SPEAKER_02:Right. That's what I love about it is that it does, it forces you, for lack of a better word, to understand if this is really the right direction to go in. Like if you can't answer that question of why, well enough to prove that it supports your business and your goals then it's time to move on to the next thing scratch that like scrap that move on and i that's what i really love about the okrs is like for my team they're very much aware of what i am responsible for for our team for okrs and then here's the key results that we get there so how are we as a team going to bridge the gap between these two things what are the actions that we're taking that's going to get us there And then it's like, it's ever evolving. So it's like on a week to week basis, it's like, this didn't really work. So like, here's what I'm thinking now. And it's still, it's still in, it's still, you were just all, you're agile in the in-between, but you've, you've recognized what you want to do. And then, like you said, it's not just about getting the blog done, but it's the fact that 500 people read it in the first week that it was out there. Right. I just, it's, it's so amazing. it just makes the connection in my brain. Like my synapses are all firing where it's like, oh yeah, that makes sense. And so I love using these for exactly that reason. It hones in on agility and collaboration. And like, what else do you need? You know what I mean? Everything else comes after that.

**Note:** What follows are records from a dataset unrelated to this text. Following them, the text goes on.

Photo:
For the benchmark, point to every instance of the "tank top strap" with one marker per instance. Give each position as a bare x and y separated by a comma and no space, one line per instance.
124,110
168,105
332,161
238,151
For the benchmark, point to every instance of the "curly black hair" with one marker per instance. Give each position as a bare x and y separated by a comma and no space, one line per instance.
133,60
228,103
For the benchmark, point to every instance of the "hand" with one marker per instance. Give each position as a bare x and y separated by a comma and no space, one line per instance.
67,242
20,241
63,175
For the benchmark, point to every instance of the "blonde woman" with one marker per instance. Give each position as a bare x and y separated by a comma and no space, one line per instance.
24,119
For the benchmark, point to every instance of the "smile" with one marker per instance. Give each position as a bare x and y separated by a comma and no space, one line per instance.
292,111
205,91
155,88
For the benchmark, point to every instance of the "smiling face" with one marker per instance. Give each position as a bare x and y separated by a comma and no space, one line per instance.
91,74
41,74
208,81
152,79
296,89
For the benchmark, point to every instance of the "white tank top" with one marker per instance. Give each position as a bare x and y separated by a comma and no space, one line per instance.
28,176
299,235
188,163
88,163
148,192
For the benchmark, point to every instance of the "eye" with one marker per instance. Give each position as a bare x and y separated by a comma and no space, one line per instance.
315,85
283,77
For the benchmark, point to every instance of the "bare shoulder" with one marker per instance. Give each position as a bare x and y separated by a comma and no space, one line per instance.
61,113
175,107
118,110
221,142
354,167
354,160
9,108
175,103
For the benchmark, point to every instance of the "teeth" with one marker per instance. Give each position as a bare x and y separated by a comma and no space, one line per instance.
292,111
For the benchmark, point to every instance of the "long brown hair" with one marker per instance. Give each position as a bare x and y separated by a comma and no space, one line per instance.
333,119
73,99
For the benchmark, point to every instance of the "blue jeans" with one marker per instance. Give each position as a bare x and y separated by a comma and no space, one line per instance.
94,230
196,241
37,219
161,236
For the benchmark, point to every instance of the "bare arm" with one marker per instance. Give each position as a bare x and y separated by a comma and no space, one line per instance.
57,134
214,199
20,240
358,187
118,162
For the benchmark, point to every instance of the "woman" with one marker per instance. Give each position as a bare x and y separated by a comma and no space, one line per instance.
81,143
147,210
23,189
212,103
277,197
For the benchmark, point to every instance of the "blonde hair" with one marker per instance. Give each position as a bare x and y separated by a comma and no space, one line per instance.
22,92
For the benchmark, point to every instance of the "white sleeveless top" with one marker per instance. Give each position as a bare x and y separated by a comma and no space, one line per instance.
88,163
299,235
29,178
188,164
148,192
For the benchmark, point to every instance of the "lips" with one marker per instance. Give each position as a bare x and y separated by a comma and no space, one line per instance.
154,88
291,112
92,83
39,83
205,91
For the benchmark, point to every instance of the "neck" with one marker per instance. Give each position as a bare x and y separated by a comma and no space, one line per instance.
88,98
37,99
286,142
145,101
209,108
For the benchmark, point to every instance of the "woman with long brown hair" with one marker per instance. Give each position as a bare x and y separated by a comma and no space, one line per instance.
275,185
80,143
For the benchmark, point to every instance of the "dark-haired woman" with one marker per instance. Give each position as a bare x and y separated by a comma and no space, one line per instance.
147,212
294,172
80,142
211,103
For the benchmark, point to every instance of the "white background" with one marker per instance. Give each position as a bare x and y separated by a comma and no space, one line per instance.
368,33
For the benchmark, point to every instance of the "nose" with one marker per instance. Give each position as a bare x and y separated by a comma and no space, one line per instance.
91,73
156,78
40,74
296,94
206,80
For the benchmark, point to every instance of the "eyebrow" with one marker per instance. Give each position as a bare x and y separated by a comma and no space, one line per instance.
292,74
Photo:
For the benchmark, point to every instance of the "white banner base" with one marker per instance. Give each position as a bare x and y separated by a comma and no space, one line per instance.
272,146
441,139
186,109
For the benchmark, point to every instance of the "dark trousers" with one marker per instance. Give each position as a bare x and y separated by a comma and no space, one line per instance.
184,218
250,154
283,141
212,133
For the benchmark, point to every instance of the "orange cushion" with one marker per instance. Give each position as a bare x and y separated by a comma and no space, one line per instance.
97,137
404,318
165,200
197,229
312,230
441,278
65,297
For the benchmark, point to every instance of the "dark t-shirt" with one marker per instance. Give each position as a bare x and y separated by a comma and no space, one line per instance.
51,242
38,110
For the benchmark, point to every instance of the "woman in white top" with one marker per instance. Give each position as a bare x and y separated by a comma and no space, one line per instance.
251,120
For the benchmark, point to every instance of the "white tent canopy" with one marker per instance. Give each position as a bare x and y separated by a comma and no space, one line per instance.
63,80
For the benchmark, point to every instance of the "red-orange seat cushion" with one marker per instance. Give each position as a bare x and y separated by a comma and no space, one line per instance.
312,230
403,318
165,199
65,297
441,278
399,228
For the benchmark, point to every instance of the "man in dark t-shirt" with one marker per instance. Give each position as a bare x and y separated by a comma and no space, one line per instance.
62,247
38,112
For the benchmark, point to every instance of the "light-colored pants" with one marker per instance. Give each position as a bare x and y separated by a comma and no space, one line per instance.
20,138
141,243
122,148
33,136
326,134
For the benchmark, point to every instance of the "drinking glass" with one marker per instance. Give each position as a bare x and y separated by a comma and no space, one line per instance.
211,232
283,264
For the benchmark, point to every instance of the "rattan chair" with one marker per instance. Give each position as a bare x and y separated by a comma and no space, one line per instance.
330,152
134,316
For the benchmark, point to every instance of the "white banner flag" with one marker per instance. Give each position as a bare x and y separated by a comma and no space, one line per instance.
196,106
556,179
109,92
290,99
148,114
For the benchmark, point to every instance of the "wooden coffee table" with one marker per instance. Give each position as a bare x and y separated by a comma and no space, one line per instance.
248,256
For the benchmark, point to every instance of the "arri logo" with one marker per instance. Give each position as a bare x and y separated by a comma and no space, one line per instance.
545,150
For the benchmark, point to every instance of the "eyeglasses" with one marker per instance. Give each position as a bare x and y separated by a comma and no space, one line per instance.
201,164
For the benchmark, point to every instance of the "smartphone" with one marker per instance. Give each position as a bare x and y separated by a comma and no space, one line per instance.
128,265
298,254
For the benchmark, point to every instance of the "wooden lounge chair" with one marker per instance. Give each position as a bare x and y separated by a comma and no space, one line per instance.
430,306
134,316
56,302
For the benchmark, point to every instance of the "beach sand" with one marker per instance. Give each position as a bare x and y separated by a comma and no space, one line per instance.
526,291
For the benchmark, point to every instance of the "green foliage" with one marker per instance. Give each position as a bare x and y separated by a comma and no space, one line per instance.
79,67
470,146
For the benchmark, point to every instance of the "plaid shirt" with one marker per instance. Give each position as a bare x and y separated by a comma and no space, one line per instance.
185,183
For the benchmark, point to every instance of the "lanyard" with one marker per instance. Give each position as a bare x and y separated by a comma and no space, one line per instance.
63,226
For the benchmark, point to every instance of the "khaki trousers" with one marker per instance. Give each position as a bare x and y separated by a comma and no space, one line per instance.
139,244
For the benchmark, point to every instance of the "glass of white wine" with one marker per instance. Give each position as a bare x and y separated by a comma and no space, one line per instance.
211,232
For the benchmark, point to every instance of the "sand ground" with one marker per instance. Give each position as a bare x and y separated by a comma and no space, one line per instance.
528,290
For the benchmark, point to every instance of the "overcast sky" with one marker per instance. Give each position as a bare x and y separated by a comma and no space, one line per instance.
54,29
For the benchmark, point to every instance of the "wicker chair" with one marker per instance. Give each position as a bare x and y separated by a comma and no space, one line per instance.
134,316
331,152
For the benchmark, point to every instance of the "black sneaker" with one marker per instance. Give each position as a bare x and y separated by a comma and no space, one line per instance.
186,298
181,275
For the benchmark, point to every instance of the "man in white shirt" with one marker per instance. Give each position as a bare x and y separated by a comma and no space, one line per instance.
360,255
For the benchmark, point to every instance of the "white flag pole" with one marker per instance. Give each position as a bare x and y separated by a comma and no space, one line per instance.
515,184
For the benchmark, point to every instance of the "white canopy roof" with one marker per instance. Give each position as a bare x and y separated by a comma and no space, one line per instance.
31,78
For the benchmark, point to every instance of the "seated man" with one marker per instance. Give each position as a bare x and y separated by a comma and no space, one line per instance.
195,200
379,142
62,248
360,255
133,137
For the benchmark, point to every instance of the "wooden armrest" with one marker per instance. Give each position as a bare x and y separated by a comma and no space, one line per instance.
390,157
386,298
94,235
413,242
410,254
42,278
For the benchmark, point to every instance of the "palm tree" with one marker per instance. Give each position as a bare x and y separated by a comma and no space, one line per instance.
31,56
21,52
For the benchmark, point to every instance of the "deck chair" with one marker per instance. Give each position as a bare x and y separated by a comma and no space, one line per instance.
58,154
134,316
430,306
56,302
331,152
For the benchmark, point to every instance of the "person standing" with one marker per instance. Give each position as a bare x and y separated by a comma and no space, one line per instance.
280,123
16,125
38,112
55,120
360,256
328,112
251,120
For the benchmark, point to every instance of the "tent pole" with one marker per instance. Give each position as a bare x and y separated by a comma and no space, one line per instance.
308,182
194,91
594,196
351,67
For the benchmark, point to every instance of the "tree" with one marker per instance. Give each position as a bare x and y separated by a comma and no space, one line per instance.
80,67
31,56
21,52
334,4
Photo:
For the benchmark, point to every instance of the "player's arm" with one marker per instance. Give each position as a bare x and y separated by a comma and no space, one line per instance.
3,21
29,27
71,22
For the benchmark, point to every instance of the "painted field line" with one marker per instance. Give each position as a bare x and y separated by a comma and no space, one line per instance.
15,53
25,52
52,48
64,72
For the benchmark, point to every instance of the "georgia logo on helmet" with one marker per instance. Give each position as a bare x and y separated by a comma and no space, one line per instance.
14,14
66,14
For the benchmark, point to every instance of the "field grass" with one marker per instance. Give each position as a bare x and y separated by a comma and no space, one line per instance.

SPEAKER_01:Well, and the agility is perfect because a lot of times when you first start people working towards OKRs, It is really, really difficult for people not to jump to the how. They're like, well, let's do this and let's do that. And you're like, whoa, whoa, what's the objective? Where would we be even going this year? Where are we focusing our time, attention, energy, and resources? So if your objective is clear, so for example, if your objective is cultivate a culture that employees are engaged, thriving to retain top team, your key results are written right in there. A culture that employees are engaged, they thrive in, so that's some kind of employee satisfaction rating, whether it's engagement or satisfaction or engaged in training, and retention. So at a minimum, you better have three key results actually measuring your objective. All too often, people are focused with the how, and like you said, We don't know the perfect how yet. If we do something one week and the metric isn't changing after one or two weeks of doing something, we're not doing the right thing. We need to move. If our whole plan is built on this one how, we've already went too deep. And now we've wasted time writing that plan. So it's interesting writing strategic plans where people aren't getting to write every inch of the project.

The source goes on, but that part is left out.